Francesco Troccoli. Sono d’accordissimo con Alberto; a me pare che il cardine del nostro libro sia proprio questo: i protagonisti dei racconti non si accontentano di sopravvivere, ma vogliono iniziare (o riprendere) a vivere. È questo il propulsore comune alle varie storie. Dalla crisi, in questo modo, si esce “più umani”.
Un maestro delle Crisi nella fantascienza è stato Ballard, che ne pensate?
Alberto Cola. In una domanda hai già detto tutto. Lasciando per un attimo da parte romanzi come “Terra bruciata” o “Deserto d’acqua” (ma in fondo, “Crash” non è una crisi in embrione?), giusto per citarne un paio, trovo molto calzante quel piccolo gioiello assoluto che è “Condominium”. La crisi applicata in un ambito limitato, come fosse un laboratorio. Per quanto mi riguarda, l’aspetto sociologico è quello più importante da sviscerare, e i nostri autori ci sono riusciti.
Francesco Troccoli. Davvero un maestro della crisi, non solo di ambientazione strettamente fantascientifica, e in particolare della crisi interiore ben più che di quella materiale, più tangibile. D’altra parte, mi pare innegabile che le crisi narrate da Ballard, sotto l’influenza della cultura (anche psicanalitica) dei decenni scorsi, partendo dalla denuncia e dal rifiuto dell’esistente si traducessero in una modificazione per lo più regressiva dell’essere umano. Penso invece che oggi, grazie al continuo tentativo di superare gli esiti stagnanti delle “grandi” rivoluzioni, il terreno culturale e sociale sia foriero di nuove idee, che fondino la possibilità di pensare a un processo interiore, e quindi anche psichico, di trasformazione (individuale e di conseguenza collettiva) dell’essere umano in senso “non regressivo”. In questo, e qui faccio eco ad Alberto, gli autori di questa raccolta sono spesso riusciti, nella misura in cui hanno saputo descrivere un credibile “progresso”, perlomeno nell’ambito del vissuto soggettivo del protagonista, ma talora, e a volte di conseguenza, anche in quello sociale nel suo insieme.

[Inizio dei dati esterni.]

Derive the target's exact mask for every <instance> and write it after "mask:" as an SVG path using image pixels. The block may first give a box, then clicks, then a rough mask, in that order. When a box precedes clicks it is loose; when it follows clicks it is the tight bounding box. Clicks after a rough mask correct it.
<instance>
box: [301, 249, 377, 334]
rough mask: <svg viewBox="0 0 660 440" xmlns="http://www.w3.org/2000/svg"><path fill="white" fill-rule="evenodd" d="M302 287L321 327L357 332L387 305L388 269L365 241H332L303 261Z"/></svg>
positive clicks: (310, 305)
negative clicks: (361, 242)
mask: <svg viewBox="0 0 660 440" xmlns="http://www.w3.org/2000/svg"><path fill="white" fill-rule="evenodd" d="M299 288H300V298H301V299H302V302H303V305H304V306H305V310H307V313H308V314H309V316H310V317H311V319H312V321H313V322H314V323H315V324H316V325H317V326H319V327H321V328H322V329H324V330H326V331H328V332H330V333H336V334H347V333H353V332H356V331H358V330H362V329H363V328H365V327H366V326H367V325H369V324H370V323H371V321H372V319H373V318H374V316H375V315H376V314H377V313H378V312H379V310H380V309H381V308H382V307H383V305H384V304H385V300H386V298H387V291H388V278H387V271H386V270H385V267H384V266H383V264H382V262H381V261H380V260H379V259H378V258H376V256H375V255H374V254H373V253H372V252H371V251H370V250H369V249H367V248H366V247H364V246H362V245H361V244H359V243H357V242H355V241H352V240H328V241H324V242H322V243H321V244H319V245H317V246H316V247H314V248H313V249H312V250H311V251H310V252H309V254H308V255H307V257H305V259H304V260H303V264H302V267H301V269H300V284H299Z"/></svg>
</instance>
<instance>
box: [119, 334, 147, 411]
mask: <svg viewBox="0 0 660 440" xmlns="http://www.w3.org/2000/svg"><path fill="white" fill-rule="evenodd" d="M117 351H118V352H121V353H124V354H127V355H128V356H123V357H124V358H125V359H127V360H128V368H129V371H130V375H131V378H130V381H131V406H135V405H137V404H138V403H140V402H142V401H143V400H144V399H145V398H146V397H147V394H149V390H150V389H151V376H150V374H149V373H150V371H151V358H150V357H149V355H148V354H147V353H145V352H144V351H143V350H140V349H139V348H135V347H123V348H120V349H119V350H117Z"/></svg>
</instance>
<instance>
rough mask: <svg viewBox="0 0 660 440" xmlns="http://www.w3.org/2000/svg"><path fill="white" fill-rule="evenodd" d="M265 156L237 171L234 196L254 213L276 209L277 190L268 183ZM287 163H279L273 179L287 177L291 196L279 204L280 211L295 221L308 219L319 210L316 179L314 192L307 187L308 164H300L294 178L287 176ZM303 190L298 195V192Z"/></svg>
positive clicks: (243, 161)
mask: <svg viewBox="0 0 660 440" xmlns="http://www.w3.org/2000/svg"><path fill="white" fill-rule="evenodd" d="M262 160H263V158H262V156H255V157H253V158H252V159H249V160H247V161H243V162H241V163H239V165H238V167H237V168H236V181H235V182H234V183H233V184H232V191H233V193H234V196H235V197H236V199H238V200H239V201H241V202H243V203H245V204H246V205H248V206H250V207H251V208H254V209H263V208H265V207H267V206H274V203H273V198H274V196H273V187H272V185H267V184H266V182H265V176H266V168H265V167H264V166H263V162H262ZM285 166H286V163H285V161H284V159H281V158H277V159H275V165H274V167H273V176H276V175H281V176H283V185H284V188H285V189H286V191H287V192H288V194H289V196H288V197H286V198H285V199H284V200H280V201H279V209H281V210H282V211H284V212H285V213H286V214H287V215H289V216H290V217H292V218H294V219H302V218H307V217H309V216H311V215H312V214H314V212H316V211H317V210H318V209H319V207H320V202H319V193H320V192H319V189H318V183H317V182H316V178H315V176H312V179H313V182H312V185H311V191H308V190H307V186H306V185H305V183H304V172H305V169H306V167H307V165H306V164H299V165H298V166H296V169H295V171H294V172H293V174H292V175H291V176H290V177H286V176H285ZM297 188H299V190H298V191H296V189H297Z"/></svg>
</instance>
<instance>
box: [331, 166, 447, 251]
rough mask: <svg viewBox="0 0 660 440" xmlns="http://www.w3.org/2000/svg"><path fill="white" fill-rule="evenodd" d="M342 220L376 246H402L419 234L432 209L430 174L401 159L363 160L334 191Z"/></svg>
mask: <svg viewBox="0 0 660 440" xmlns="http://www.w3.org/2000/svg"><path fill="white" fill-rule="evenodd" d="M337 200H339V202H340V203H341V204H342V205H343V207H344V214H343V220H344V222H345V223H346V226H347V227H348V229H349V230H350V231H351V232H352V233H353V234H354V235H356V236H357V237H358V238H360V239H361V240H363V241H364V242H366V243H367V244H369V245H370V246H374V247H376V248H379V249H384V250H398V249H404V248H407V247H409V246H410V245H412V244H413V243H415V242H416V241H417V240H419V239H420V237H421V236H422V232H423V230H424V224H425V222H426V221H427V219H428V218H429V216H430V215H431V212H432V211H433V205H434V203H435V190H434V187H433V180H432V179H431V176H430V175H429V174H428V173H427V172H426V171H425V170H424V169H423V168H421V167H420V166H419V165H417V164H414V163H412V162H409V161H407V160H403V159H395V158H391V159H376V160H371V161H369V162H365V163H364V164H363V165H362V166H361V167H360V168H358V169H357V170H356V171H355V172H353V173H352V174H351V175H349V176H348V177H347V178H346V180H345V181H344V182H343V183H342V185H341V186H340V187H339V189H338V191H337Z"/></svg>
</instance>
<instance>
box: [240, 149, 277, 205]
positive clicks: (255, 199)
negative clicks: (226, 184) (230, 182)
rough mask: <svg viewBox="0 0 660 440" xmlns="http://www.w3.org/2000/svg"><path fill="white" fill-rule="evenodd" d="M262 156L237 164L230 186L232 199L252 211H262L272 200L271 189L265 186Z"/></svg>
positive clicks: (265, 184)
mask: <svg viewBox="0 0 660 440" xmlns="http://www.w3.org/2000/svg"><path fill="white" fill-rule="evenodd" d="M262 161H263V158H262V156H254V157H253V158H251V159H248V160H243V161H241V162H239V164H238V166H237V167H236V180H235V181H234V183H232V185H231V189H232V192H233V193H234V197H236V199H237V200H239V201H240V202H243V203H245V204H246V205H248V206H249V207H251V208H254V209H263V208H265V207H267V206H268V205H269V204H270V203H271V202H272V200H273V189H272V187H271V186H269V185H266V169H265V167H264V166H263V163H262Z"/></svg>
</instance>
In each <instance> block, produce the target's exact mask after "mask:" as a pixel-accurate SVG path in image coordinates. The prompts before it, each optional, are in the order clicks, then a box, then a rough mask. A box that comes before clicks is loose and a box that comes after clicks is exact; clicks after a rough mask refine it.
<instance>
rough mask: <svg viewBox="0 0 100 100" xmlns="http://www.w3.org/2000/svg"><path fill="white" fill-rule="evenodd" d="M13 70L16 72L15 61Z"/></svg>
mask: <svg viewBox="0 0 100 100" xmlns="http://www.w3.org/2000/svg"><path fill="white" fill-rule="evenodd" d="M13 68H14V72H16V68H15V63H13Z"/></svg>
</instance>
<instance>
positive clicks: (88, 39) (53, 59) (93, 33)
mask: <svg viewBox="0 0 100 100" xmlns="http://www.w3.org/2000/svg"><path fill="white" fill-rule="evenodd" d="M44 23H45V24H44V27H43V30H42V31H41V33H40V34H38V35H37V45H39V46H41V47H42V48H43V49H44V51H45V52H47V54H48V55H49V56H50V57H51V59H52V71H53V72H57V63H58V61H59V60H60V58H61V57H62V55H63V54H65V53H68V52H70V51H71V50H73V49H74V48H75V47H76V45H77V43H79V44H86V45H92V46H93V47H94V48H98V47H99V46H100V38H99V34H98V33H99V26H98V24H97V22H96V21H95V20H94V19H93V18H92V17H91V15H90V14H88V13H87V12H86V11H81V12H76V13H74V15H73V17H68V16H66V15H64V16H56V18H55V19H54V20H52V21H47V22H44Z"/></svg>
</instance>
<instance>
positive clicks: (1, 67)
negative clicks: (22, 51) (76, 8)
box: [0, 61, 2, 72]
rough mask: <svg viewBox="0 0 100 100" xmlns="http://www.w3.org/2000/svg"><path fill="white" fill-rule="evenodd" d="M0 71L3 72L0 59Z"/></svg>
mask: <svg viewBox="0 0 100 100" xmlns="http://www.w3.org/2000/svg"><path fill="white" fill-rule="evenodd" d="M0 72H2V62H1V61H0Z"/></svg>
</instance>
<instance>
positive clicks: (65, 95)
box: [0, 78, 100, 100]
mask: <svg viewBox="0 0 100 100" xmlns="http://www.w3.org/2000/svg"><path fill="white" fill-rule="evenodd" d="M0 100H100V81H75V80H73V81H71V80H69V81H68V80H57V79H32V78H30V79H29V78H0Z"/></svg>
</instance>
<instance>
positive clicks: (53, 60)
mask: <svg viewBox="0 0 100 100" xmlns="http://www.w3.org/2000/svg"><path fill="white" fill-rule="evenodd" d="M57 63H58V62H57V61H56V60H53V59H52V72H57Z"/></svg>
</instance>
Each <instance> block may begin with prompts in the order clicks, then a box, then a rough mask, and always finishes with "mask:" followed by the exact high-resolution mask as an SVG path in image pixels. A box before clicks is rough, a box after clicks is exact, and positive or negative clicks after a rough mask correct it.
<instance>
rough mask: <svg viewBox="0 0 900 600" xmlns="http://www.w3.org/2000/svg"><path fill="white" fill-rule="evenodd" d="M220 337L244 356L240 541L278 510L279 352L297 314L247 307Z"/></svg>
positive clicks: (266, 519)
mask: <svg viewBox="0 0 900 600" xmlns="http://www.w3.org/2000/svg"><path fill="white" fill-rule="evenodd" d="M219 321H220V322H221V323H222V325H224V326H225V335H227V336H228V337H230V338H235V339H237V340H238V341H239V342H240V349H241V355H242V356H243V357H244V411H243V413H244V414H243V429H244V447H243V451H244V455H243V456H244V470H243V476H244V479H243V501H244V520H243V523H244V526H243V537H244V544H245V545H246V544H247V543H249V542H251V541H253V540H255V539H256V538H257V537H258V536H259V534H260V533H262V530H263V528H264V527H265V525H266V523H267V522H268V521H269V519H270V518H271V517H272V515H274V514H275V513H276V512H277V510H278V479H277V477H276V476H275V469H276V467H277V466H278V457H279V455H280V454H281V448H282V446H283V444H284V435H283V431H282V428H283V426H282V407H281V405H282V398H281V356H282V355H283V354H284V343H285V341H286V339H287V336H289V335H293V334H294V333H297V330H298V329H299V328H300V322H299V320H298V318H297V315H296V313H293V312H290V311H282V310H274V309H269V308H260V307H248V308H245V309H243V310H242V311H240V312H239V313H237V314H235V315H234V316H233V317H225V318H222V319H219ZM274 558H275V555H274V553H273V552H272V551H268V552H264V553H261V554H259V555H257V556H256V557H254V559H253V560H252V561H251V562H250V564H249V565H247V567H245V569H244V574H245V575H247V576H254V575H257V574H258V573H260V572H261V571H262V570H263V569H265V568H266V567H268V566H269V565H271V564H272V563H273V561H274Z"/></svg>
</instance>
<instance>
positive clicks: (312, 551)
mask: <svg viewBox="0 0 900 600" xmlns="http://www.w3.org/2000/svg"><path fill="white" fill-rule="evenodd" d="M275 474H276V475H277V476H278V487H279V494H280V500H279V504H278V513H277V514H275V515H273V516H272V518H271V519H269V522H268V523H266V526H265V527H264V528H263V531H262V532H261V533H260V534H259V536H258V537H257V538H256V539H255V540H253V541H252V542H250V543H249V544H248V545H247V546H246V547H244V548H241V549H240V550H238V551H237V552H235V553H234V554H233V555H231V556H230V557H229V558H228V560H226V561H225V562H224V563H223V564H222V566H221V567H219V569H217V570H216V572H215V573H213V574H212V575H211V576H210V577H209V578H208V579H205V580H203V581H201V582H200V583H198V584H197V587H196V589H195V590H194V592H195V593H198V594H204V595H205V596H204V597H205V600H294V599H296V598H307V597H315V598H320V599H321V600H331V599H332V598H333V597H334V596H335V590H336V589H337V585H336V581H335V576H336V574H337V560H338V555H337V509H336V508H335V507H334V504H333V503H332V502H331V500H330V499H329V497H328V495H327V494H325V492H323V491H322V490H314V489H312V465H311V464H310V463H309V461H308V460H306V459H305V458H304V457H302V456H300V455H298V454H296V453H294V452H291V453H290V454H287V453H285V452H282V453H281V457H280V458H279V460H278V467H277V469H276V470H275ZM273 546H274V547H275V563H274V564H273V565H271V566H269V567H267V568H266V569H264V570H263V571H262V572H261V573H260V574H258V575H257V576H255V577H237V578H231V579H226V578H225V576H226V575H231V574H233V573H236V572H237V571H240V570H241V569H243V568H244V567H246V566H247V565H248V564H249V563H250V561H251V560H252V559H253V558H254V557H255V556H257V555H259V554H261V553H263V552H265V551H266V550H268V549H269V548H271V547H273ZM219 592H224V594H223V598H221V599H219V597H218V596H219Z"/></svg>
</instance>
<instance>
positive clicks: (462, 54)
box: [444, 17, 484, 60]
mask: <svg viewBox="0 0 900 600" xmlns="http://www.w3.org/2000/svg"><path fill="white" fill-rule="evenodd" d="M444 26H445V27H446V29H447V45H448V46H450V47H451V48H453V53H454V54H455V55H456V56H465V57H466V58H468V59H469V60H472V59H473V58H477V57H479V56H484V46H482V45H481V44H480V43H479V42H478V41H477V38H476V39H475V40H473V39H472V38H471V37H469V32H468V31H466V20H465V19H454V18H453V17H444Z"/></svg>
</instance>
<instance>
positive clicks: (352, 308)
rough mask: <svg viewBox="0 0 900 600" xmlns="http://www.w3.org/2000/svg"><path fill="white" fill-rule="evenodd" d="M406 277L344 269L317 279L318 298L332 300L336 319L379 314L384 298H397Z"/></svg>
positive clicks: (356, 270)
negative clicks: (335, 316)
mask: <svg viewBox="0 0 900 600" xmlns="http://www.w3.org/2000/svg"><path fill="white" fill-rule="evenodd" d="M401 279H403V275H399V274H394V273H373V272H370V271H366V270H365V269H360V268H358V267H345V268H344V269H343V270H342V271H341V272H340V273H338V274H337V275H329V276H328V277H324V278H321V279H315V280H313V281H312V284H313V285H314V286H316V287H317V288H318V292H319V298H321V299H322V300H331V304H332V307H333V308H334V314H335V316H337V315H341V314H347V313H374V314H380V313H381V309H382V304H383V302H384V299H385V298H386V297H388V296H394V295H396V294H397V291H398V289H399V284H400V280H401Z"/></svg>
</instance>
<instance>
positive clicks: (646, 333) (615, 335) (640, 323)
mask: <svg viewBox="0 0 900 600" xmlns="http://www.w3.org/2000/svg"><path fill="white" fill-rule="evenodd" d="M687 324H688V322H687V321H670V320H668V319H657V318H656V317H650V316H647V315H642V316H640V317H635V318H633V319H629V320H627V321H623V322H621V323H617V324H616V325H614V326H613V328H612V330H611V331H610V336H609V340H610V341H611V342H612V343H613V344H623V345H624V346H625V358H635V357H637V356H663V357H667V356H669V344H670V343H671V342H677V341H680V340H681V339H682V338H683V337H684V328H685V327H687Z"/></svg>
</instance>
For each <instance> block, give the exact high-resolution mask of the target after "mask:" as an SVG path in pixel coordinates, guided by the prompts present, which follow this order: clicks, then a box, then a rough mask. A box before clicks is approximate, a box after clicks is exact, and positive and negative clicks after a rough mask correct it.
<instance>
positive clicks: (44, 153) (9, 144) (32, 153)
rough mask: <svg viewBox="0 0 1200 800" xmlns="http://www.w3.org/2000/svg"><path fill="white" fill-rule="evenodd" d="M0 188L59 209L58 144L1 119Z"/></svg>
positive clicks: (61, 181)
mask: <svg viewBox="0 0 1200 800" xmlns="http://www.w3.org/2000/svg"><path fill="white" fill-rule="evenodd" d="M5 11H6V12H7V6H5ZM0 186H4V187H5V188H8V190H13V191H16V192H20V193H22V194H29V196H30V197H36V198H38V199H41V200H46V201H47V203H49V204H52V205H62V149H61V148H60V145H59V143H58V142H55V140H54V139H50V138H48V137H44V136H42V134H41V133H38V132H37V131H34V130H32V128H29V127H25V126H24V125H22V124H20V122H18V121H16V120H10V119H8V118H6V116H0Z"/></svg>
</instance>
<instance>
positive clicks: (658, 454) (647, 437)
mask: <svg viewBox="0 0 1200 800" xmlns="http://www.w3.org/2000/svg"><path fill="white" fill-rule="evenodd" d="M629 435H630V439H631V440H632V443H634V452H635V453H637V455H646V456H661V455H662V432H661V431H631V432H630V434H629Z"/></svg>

Adesso che avete sperimentato la coppia come curatori, che ne pensereste di un romanzo a quattro mani?
Alberto Cola. Non sono pratico dell’argomento e non so cosa ne pensi Francesco. Di mio posso solo dire di essere sufficientemente anarchico con me stesso, quando scrivo, che un altro/a rischierebbe di mandarmi al diavolo dopo un giorno solo.
Francesco Troccoli. Sono d’accordo. La scrittura collettiva è un’esperienza che, dietro sollecitazione di un paio d’amici, ho già tentato. Il solo esito è stato scoprire che non fa per me e consolidare un’idea che avevo già: la scrittura si nutre di solitudine. La condivisione, dal mio punto di vista, riguarda solo il prodotto finito, quando (e se) arriva la pubblicazione.
Insomma cosa state scrivendo ora?
Alberto Cola. Mi sto dedicando alla narrativa per ragazzi, un pallino che ho da tempo.
Francesco Troccoli. Un romanzo breve di ambientazione fantastico/surreale e vari racconti. E poi c’è dell’altro che bolle in pentola di cui è davvero troppo presto per parlare.
Spot pubblicitario per Crisis.
Alberto Cola. Non avrai altra Crisis all’infuori di me.
Francesco Troccoli. Centottantadue di massima, nove cavalli, solo undici euro e novanta, chiavi in mano.